Sebagaimana Ibnu Hajar dalam kitab Tuhfatul Muhtaj mengatakan:
قِيلَ يَحْسُنُ تَرْكُهُ لَيْلَةَ أَوَّل الشَّهْرِ وَوَسَطِهِ وَآخِرِهِ لِمَا قِيلَ إنَّ الشَّيْطَانَ يَحْضُرُهُ فِيهِنَّ وَيُرَدُّ بِأَنَّ ذَلِكَ لَمْ يَثْبُتْ فِيهِ شَيْءٌ وَبِفَرْضِهِ الذِّكْرُ الْوَارِدُ يَمْنَعُهُ
“Makruh bagi seseorang berhubungan badan di tiga malam tiap bulannya, yaitu awal bulan, pertengahan bulan, dan akhir bulan’, dikatakan bahwa syaitan hadir jima pada malam-malam ini, dan dikatakan bahwa syaitan-syaitan itu berjimak di malam-malam tersebut.” (Ittihaf Sadat al-Muttaqin Syarh Ihya 'Ulumiddin, Juz. 6 h. 175).

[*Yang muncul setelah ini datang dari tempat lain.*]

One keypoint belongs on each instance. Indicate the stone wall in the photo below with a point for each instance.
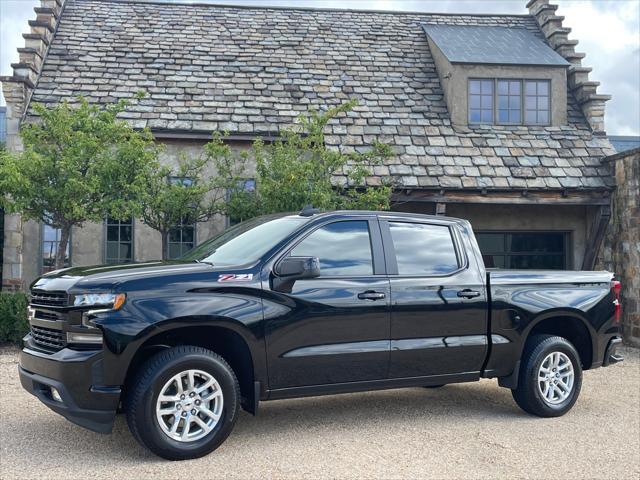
(621, 253)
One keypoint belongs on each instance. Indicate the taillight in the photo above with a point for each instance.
(615, 288)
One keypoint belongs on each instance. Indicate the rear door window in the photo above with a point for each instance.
(423, 249)
(343, 248)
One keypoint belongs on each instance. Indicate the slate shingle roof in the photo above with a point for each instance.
(493, 45)
(253, 70)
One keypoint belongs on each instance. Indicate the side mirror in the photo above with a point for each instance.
(291, 269)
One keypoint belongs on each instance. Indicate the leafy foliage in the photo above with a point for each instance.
(13, 317)
(299, 169)
(190, 193)
(80, 163)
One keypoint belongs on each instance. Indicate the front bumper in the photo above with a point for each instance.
(77, 376)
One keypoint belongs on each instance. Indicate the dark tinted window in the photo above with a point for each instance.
(541, 250)
(423, 249)
(344, 249)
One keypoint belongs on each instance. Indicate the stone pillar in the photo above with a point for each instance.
(17, 90)
(622, 243)
(584, 90)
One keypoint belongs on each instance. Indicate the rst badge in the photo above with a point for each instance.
(235, 277)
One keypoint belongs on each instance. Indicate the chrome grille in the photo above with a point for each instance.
(42, 315)
(49, 299)
(48, 337)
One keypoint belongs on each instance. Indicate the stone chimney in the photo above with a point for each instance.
(17, 90)
(584, 90)
(18, 87)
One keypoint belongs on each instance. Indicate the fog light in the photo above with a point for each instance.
(56, 395)
(92, 338)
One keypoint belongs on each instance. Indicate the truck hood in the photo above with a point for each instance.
(109, 276)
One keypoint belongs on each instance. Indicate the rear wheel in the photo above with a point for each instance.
(550, 376)
(183, 403)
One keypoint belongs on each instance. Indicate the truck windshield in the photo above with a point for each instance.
(246, 242)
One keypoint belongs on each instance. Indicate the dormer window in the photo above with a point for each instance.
(509, 101)
(499, 75)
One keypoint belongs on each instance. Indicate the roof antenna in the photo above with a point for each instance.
(308, 211)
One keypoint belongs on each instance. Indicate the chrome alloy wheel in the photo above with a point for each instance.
(555, 378)
(189, 405)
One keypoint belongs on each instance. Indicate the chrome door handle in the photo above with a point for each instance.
(468, 293)
(371, 295)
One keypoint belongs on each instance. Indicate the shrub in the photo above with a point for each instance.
(13, 317)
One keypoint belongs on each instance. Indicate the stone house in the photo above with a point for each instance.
(491, 117)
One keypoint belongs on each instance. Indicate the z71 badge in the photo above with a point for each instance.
(235, 277)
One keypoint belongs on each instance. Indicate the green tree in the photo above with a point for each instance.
(299, 169)
(190, 193)
(79, 164)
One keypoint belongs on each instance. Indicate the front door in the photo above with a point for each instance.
(334, 328)
(438, 303)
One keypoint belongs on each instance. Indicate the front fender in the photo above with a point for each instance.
(126, 330)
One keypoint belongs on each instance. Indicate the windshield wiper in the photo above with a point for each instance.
(202, 261)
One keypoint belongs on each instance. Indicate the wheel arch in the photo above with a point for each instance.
(567, 324)
(228, 338)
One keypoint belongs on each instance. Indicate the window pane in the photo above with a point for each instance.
(543, 117)
(490, 242)
(125, 252)
(187, 234)
(530, 116)
(487, 86)
(113, 250)
(344, 249)
(530, 88)
(536, 242)
(543, 88)
(543, 103)
(112, 233)
(423, 249)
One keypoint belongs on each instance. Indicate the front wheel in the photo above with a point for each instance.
(550, 376)
(183, 403)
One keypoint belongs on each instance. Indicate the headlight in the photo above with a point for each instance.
(113, 300)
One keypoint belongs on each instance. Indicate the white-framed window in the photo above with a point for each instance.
(537, 102)
(509, 101)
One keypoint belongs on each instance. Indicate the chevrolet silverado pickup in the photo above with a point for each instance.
(305, 304)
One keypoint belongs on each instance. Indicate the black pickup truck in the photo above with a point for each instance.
(315, 303)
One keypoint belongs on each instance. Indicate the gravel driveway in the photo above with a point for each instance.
(469, 430)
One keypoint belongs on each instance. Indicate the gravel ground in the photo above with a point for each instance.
(469, 430)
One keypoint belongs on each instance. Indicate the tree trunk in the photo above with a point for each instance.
(165, 245)
(65, 233)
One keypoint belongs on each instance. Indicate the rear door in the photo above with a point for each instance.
(334, 328)
(438, 301)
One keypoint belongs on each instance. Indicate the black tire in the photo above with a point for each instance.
(140, 403)
(528, 395)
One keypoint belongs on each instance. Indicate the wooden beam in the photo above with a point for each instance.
(543, 197)
(596, 235)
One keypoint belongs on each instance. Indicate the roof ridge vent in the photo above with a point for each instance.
(584, 90)
(17, 88)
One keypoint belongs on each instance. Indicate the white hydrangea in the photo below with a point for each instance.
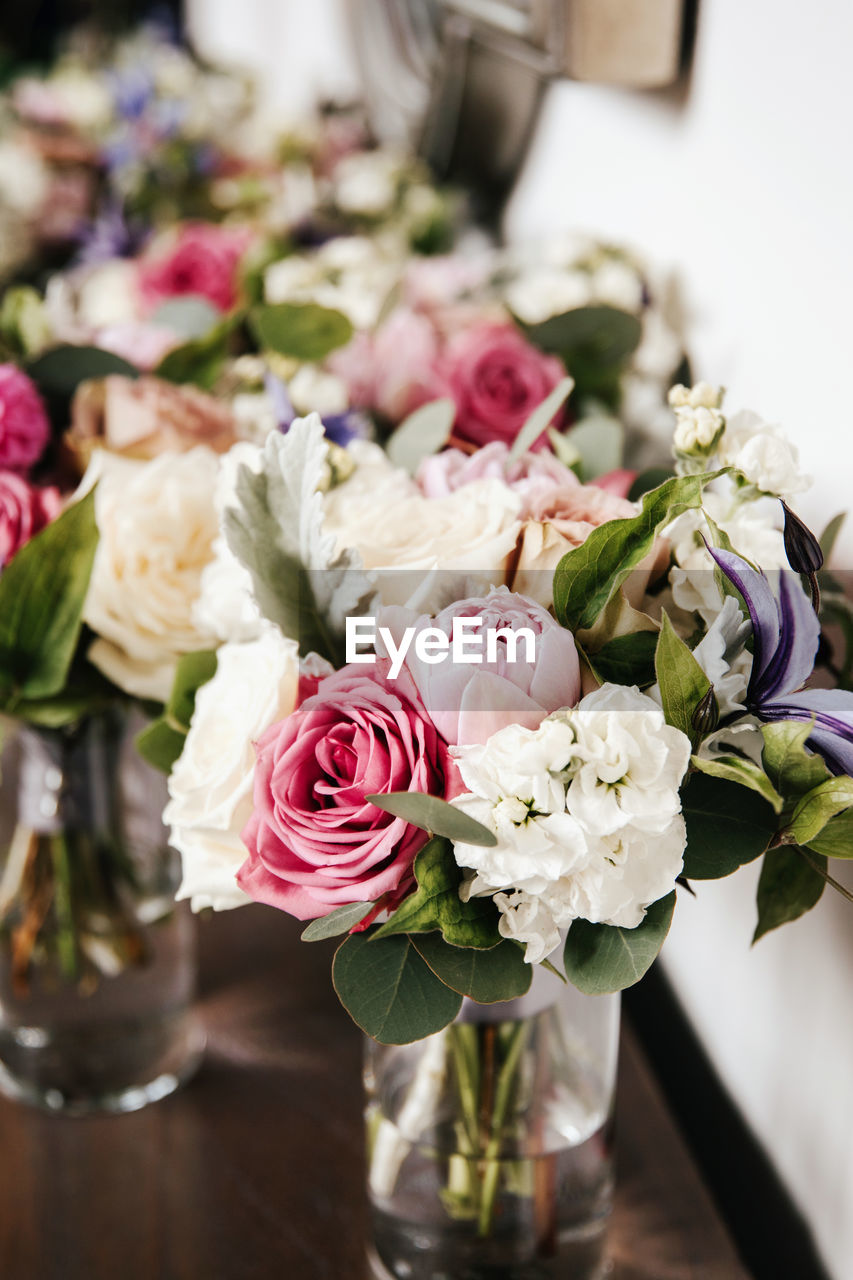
(210, 786)
(587, 816)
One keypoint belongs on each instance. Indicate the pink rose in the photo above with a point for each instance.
(469, 702)
(497, 379)
(24, 429)
(393, 370)
(201, 259)
(314, 841)
(532, 476)
(24, 510)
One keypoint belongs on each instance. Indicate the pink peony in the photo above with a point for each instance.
(532, 476)
(24, 510)
(496, 378)
(469, 702)
(24, 429)
(201, 259)
(314, 841)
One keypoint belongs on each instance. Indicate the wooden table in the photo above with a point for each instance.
(255, 1170)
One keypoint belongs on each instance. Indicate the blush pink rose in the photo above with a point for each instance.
(24, 510)
(470, 702)
(533, 476)
(24, 429)
(314, 841)
(496, 378)
(201, 259)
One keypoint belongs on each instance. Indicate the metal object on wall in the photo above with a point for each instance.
(463, 80)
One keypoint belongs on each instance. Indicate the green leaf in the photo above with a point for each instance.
(788, 887)
(188, 315)
(42, 593)
(680, 679)
(389, 991)
(422, 434)
(541, 417)
(747, 773)
(434, 816)
(436, 904)
(497, 974)
(587, 576)
(300, 329)
(600, 443)
(792, 768)
(59, 370)
(162, 741)
(602, 958)
(815, 809)
(201, 360)
(836, 837)
(648, 480)
(336, 923)
(726, 827)
(626, 659)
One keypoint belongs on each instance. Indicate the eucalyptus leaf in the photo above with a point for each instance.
(497, 974)
(434, 816)
(815, 809)
(788, 887)
(436, 904)
(588, 576)
(747, 773)
(680, 679)
(302, 330)
(422, 434)
(726, 826)
(602, 958)
(389, 990)
(541, 417)
(336, 923)
(42, 593)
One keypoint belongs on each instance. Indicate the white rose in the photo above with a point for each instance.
(587, 816)
(409, 538)
(156, 524)
(210, 786)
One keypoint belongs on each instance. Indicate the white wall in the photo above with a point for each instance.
(744, 183)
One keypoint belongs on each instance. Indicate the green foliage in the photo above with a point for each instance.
(162, 741)
(488, 977)
(42, 592)
(434, 816)
(422, 434)
(602, 958)
(389, 990)
(728, 826)
(680, 679)
(588, 576)
(788, 887)
(436, 904)
(300, 329)
(336, 923)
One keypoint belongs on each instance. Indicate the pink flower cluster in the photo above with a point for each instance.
(315, 842)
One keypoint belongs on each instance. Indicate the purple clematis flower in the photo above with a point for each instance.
(785, 638)
(340, 428)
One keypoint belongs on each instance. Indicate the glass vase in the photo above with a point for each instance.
(489, 1144)
(96, 963)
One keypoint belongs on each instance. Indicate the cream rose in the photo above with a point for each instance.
(210, 787)
(156, 524)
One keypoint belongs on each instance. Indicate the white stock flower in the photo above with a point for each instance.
(763, 455)
(156, 524)
(210, 786)
(587, 816)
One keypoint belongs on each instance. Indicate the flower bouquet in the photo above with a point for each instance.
(486, 749)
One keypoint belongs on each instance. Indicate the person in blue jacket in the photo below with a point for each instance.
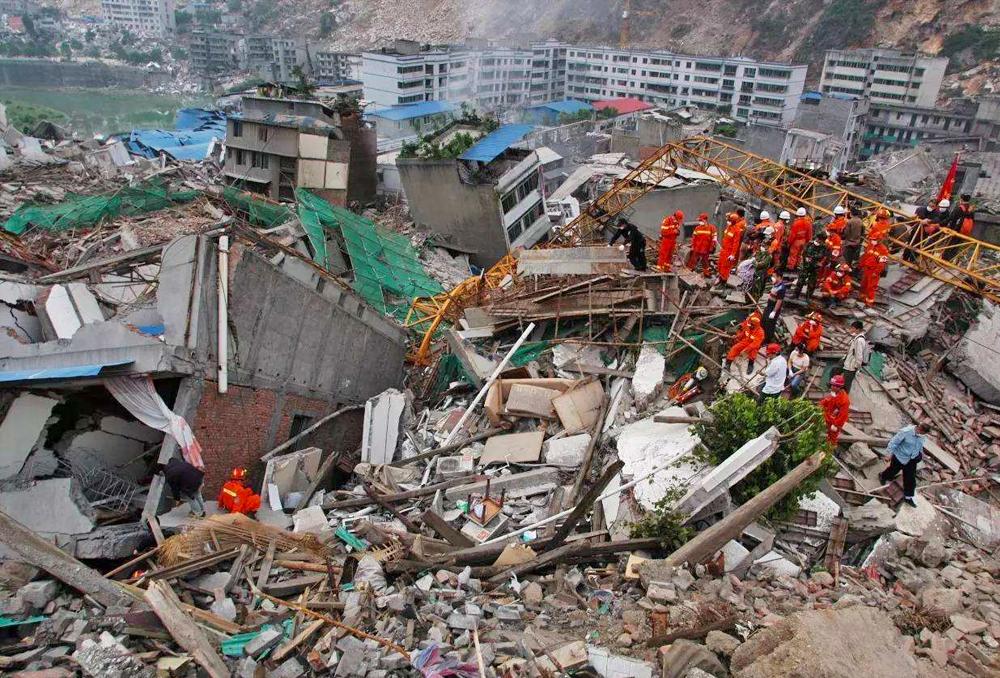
(906, 450)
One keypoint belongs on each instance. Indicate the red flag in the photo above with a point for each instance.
(949, 181)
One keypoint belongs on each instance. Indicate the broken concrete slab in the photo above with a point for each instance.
(55, 506)
(21, 430)
(707, 487)
(381, 428)
(536, 481)
(567, 451)
(513, 448)
(648, 380)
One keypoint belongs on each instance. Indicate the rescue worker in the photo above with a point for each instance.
(880, 228)
(670, 228)
(853, 236)
(747, 341)
(839, 221)
(636, 243)
(779, 242)
(872, 263)
(799, 234)
(731, 238)
(837, 285)
(809, 333)
(836, 408)
(812, 260)
(963, 217)
(236, 497)
(703, 240)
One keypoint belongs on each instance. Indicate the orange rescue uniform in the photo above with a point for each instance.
(236, 497)
(872, 263)
(702, 246)
(836, 408)
(809, 333)
(749, 337)
(800, 234)
(731, 239)
(669, 230)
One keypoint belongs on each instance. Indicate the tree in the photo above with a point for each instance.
(739, 418)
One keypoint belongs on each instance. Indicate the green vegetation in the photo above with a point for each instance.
(971, 45)
(663, 523)
(739, 418)
(24, 116)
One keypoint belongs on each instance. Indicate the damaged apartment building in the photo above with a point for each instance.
(277, 145)
(107, 365)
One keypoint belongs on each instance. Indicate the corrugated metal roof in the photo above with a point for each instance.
(75, 371)
(623, 105)
(411, 111)
(564, 106)
(493, 144)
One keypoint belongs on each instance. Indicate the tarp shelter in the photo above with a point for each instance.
(195, 130)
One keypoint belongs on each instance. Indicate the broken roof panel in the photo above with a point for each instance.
(495, 143)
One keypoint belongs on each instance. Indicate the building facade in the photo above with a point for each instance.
(885, 76)
(145, 17)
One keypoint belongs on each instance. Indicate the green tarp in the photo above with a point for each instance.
(79, 211)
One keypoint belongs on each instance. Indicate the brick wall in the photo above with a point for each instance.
(235, 428)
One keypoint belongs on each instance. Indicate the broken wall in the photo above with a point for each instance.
(468, 215)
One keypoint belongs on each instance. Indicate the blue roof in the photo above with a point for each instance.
(59, 372)
(564, 106)
(495, 143)
(411, 111)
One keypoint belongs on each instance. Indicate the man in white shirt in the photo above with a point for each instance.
(857, 353)
(776, 372)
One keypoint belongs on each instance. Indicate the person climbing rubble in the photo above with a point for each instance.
(670, 229)
(809, 333)
(635, 243)
(747, 341)
(732, 236)
(236, 497)
(836, 408)
(799, 234)
(703, 241)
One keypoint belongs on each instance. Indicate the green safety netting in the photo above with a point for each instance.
(260, 212)
(81, 211)
(385, 264)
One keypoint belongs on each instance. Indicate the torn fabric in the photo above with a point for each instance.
(138, 395)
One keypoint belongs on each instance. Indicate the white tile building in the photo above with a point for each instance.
(885, 76)
(144, 17)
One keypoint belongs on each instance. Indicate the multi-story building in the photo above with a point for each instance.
(144, 17)
(743, 88)
(408, 73)
(274, 146)
(214, 53)
(885, 76)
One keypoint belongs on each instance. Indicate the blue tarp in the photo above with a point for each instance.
(195, 129)
(493, 144)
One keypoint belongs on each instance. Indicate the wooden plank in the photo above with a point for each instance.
(447, 532)
(184, 630)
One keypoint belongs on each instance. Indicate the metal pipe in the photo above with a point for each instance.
(489, 382)
(223, 315)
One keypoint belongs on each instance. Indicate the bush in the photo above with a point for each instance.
(739, 418)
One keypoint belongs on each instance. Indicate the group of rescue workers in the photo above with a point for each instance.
(826, 258)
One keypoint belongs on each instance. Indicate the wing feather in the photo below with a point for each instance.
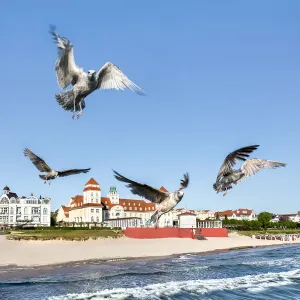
(185, 181)
(37, 161)
(67, 71)
(143, 190)
(72, 172)
(253, 166)
(110, 77)
(233, 157)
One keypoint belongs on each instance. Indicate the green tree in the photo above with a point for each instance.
(264, 218)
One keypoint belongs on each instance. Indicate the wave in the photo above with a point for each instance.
(251, 283)
(47, 280)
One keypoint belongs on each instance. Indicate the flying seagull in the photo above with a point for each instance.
(228, 176)
(84, 83)
(165, 201)
(51, 174)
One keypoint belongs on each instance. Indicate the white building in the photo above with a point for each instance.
(16, 210)
(187, 220)
(291, 217)
(93, 208)
(238, 214)
(205, 215)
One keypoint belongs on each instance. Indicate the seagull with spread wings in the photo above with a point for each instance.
(165, 201)
(228, 176)
(51, 174)
(84, 83)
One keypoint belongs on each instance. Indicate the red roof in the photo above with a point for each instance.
(243, 211)
(66, 210)
(87, 205)
(135, 205)
(162, 188)
(227, 213)
(92, 181)
(91, 188)
(77, 201)
(187, 214)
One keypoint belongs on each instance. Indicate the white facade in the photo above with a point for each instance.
(16, 210)
(187, 220)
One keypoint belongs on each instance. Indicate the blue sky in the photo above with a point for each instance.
(219, 75)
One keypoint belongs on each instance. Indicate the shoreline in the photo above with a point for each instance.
(52, 254)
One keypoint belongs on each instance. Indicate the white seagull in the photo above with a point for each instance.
(51, 174)
(228, 176)
(84, 83)
(165, 201)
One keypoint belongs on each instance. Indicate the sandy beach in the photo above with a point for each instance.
(37, 253)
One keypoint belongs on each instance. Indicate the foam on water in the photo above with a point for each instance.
(251, 283)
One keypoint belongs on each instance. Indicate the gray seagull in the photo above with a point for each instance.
(84, 83)
(165, 201)
(228, 176)
(51, 174)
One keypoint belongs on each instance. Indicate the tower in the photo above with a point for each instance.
(113, 195)
(92, 192)
(6, 190)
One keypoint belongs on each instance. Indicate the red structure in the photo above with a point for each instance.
(192, 233)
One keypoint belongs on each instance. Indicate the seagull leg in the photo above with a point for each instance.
(80, 112)
(73, 114)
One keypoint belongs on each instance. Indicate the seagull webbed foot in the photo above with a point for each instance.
(79, 114)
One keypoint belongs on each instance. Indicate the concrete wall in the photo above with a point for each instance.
(152, 233)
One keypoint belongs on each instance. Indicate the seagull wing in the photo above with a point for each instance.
(110, 77)
(233, 157)
(253, 166)
(37, 161)
(185, 181)
(72, 172)
(143, 190)
(67, 71)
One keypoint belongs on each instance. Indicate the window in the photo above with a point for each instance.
(35, 211)
(4, 210)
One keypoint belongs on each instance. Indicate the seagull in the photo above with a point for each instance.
(84, 83)
(51, 174)
(165, 201)
(228, 176)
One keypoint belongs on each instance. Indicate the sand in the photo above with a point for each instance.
(37, 253)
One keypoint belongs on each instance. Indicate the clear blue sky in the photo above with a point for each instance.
(219, 75)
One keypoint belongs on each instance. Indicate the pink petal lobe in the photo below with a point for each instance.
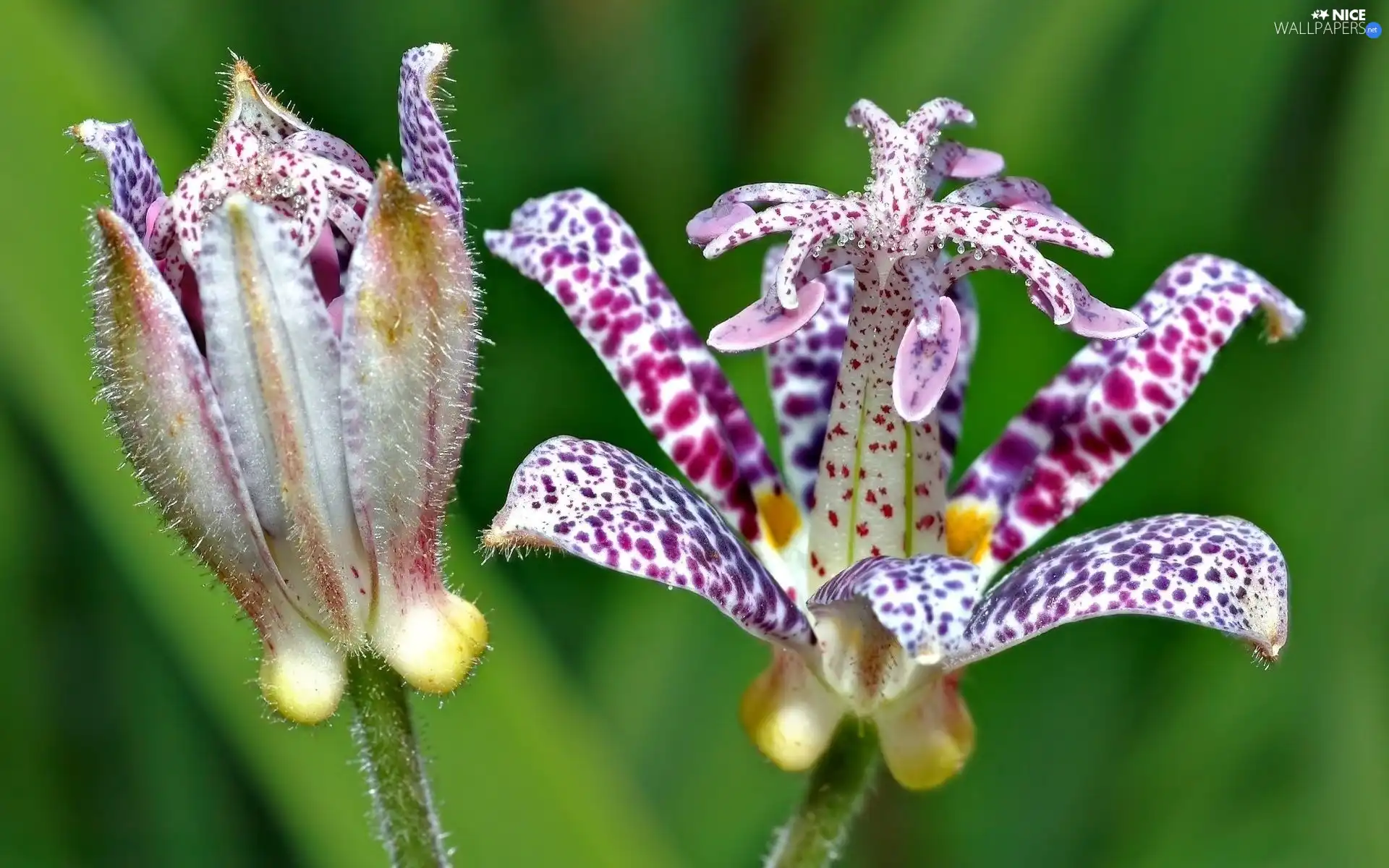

Meski demikian larangan berhubungan intim hanya sampai makruh dan tidak haram. Larangan ini bertujuan supaya umat Islam memperbanyak ibadah, melakukan amalan solih, dan muhasabah diri.
Malam 1 Suro merupakan malam mustajab. Dimana pada malam ini segala doa akan diijabah. Untuk itu umat Islam disarankan memperbanyak dzikir dan berdoa.
Namun, sebagian membantah pernyataan tersebut. Jika didasarkan pada ilmu fiqih, melakukan hubungan intim di malam 1 Suro adalah mubah. Kecuali pada situasi tertentu seperti haid atau sedang berhaji, umroh, puasa dan lainnya.
"Dalil kami untuk menanggapi argumentasi semua pendapat di atas adalah seperti yang dikemukakan Ibnu al-Mundzir bahwa berhubungan badan hukumnya boleh karena itu kita tidak bisa melarang dan memakruhkannya tanpa dalil. (Al-Majmu' Juz. 2, h. 241).